# projects finished last week



## aaron61 (Apr 29, 2007)

Here's a couple of little ones my guys in the field took some video of.
I thought I'd let them try their hand at it


----------



## VanDamme (Feb 13, 2010)

Looks great Aaron!


----------



## aaron61 (Apr 29, 2007)

Those roofs can get a liitle warm here in the Tampa Bay area in the middle of August!


----------



## VanDamme (Feb 13, 2010)

aaron61 said:


> Those roofs can get a liitle warm here in the Tampa Bay area in the middle of August!

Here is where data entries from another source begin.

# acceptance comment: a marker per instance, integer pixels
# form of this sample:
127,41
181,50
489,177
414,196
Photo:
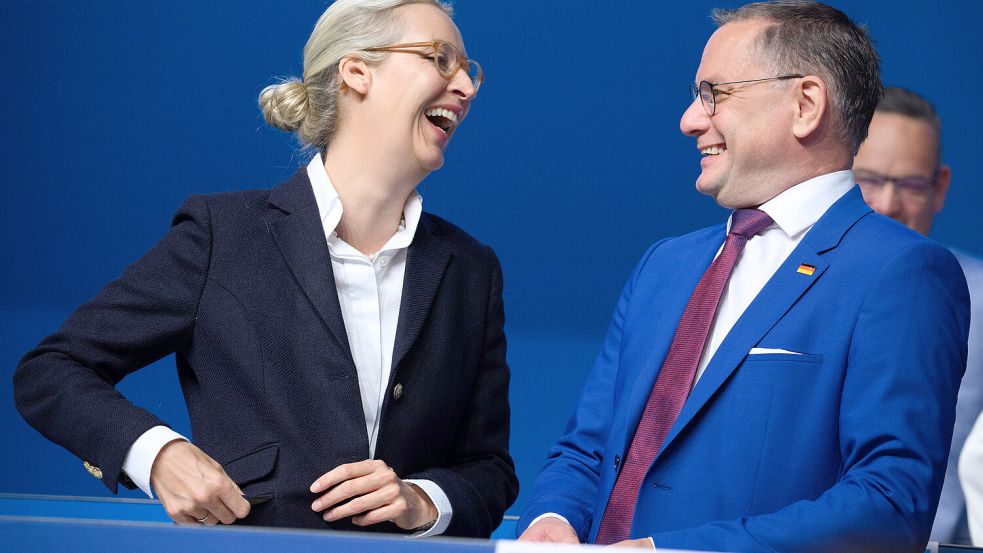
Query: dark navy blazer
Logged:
840,448
241,289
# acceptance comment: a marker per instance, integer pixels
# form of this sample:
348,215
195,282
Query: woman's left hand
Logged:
376,493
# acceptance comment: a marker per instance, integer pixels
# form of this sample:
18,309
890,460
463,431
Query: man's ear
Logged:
942,179
355,74
811,105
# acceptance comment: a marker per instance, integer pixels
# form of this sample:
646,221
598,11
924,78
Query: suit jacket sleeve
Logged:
65,387
906,358
480,482
568,483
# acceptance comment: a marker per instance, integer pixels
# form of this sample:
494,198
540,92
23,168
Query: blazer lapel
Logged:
426,262
300,237
775,299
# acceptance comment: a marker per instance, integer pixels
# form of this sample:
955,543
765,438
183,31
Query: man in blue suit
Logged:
791,387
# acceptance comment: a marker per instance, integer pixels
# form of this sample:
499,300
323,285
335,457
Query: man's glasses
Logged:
707,91
914,187
445,57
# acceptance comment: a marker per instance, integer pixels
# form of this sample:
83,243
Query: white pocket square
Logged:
759,351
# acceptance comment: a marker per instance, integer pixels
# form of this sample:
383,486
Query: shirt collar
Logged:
798,208
330,209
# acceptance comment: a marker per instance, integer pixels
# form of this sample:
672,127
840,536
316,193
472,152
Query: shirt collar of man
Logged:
330,209
797,209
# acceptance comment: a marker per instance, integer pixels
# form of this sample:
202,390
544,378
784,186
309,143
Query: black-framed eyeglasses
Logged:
707,91
445,57
911,186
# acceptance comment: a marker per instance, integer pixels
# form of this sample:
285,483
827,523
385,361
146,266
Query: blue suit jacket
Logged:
840,448
242,290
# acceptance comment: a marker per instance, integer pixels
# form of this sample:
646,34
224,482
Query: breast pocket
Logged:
762,359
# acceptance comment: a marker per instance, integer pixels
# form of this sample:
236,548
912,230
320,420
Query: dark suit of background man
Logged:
818,416
900,172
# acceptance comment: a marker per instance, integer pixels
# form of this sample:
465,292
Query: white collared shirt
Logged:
370,290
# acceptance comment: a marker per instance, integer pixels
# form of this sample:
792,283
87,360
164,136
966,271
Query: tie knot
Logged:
749,222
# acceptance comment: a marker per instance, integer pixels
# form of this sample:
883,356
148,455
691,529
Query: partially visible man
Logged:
900,172
787,381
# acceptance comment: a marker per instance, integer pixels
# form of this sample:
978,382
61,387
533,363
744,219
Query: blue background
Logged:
569,165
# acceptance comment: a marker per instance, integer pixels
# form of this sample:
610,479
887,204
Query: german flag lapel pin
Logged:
806,269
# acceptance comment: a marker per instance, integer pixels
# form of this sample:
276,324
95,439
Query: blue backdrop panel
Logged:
77,536
569,165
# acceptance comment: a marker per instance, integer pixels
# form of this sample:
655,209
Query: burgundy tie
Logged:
676,377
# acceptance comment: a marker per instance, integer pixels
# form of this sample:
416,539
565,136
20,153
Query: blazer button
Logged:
94,471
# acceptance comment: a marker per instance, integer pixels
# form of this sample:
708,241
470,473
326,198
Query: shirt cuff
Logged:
548,515
440,501
142,454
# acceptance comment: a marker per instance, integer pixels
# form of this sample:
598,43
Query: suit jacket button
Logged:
94,471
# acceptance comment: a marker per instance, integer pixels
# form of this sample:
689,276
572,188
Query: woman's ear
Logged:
355,74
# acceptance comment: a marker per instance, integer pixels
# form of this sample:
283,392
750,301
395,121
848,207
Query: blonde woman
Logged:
341,352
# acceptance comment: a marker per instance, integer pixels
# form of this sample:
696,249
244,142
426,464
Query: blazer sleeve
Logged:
480,482
568,483
906,359
65,387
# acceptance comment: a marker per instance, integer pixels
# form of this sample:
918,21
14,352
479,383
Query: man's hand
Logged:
378,495
194,488
641,543
550,530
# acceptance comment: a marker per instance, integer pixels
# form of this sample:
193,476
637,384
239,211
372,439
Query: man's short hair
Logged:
911,104
808,37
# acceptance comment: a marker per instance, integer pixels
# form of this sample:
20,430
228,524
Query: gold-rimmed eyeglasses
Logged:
707,91
445,57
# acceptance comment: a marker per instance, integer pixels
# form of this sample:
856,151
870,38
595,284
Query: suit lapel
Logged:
300,237
775,299
426,261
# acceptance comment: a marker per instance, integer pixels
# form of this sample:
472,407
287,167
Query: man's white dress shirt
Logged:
370,289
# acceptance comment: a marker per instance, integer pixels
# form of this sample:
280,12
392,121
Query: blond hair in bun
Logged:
309,107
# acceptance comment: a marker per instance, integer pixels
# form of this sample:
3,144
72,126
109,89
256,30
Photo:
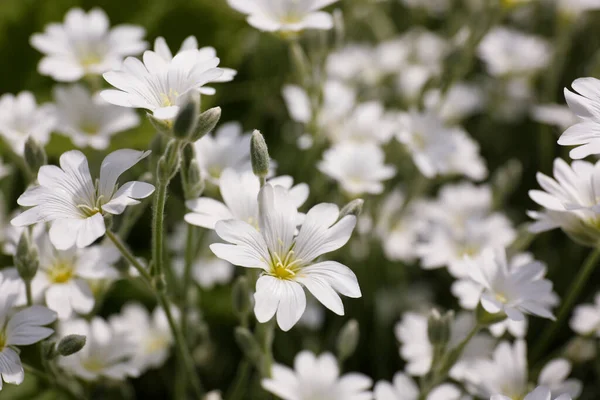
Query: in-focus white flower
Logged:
440,150
160,86
107,352
515,292
586,318
85,45
240,199
340,163
316,378
21,328
205,53
68,197
285,15
20,118
585,104
507,51
287,259
87,119
569,201
150,335
403,387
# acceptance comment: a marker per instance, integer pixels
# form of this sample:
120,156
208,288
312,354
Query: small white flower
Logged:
160,86
68,198
84,45
316,378
21,328
513,291
240,199
205,54
20,118
107,352
287,259
507,51
87,119
340,163
285,15
150,334
586,318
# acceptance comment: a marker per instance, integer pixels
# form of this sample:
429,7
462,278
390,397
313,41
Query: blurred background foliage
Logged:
254,99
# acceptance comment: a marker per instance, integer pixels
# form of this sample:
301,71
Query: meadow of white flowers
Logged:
382,235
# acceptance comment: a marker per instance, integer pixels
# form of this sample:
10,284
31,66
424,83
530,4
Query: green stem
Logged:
573,292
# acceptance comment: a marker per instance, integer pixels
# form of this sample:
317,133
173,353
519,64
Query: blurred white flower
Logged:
340,163
20,118
437,149
514,292
586,318
160,86
107,352
506,51
87,119
285,15
205,54
240,199
68,197
149,333
21,328
316,378
585,104
287,259
84,45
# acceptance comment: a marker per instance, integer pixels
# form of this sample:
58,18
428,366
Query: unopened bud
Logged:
206,123
259,154
347,340
35,155
26,258
70,344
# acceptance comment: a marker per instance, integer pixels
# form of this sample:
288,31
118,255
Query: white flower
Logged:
205,54
506,51
316,378
569,201
84,45
585,104
107,352
513,291
160,86
87,119
404,387
340,163
68,198
22,328
586,318
150,334
240,199
440,150
228,147
20,118
285,15
287,259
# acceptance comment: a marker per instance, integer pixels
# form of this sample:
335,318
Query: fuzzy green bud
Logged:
259,154
347,340
206,122
35,155
70,344
26,258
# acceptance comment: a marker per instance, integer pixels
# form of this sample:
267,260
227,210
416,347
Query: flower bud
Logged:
26,258
347,340
35,155
70,344
259,154
206,123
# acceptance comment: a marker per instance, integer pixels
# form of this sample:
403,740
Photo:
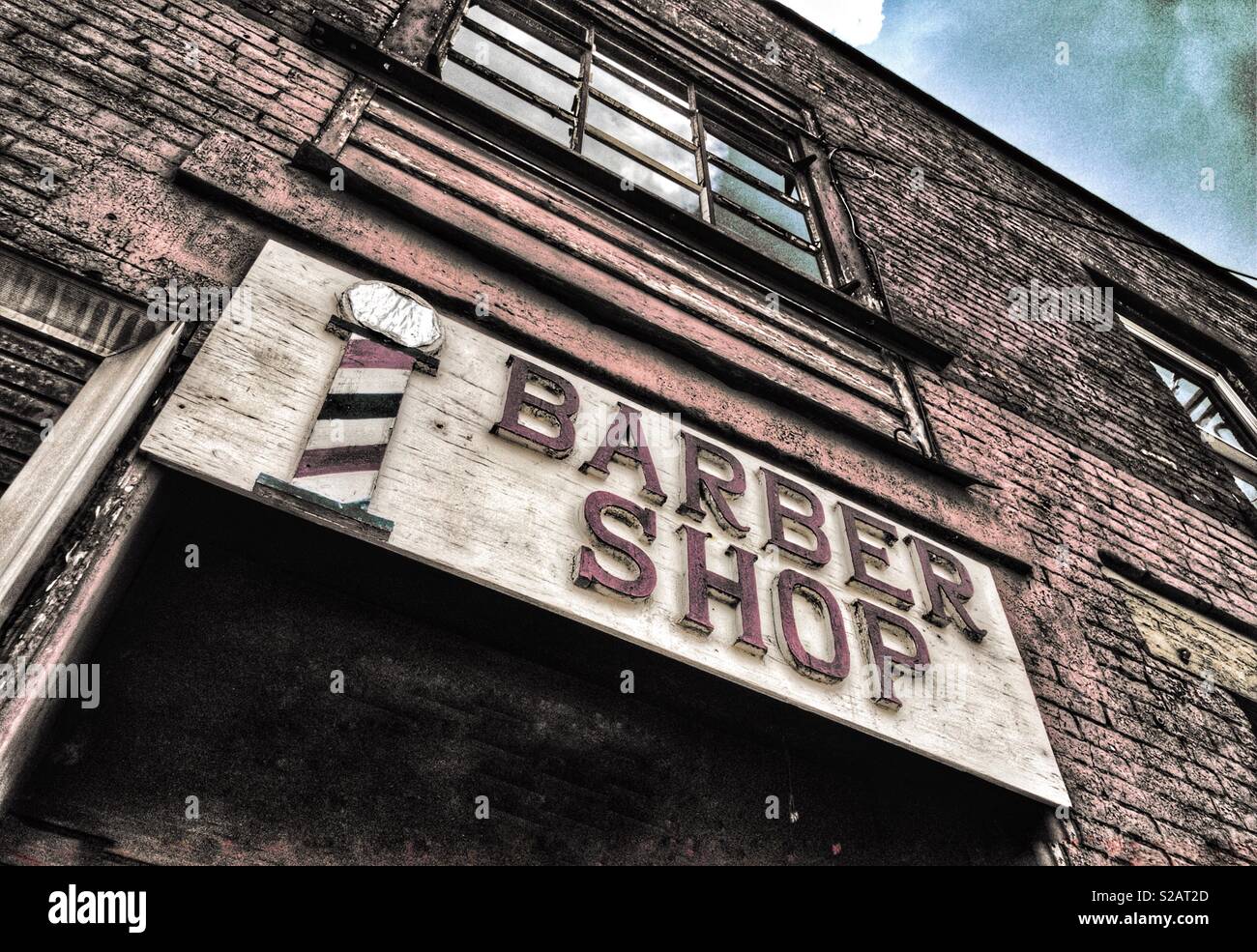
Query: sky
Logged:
1149,101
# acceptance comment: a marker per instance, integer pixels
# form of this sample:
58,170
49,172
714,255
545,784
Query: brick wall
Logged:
1085,447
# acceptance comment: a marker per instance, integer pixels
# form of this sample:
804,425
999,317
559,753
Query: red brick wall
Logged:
1084,446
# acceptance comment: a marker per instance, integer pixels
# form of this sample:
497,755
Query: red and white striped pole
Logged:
389,332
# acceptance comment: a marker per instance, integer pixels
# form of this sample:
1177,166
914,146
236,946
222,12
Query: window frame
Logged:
1218,387
707,101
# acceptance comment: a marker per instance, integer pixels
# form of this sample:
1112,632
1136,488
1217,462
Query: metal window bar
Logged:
512,87
616,59
524,54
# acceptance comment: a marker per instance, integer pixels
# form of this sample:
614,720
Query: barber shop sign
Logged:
482,460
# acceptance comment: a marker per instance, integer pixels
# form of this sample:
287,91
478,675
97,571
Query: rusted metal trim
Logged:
344,116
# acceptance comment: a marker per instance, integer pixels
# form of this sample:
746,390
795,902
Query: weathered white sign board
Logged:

I bet! I did a tile roof like the one you did for my former brother-in-law about 12 years ago. Pressure washed and shot 1 coat of velvet exterior 100% acrylic.

Talked to him a month back and said that his roof was probably peeling and needed a fresh coat. He said it still looked great other than a little moss.

I was surprised!


----------



## Dave Mac (May 4, 2007)

love the sound of a sprayer, cha ching


----------



## RCP (Apr 18, 2007)

Very nice work, as always! I have never seen those barrel tiles painted like that, are they different from the red terra cotta type?


----------



## aaron61 (Apr 29, 2007)

Some are white.We also have the flat cement squares as well.









We can paint them any color they want obviously but most go white


----------



## 6126 (May 9, 2010)

Pretty cool. As I've said before, Aaron should be the youtube King of Paint talk.


----------



## TheRogueBristle (Mar 19, 2010)

Cool. Definitely smart to put them behind the camera, give them a different look at their work. You can tell them it looks great.


----------



## wje (Apr 11, 2009)

Where were the roof guys ashes falling from his ciggy?


----------



## aaron61 (Apr 29, 2007)

wje said:


> Where were the roof guys ashes falling from his ciggy?


That's part of the non-skid additive:whistling2:


----------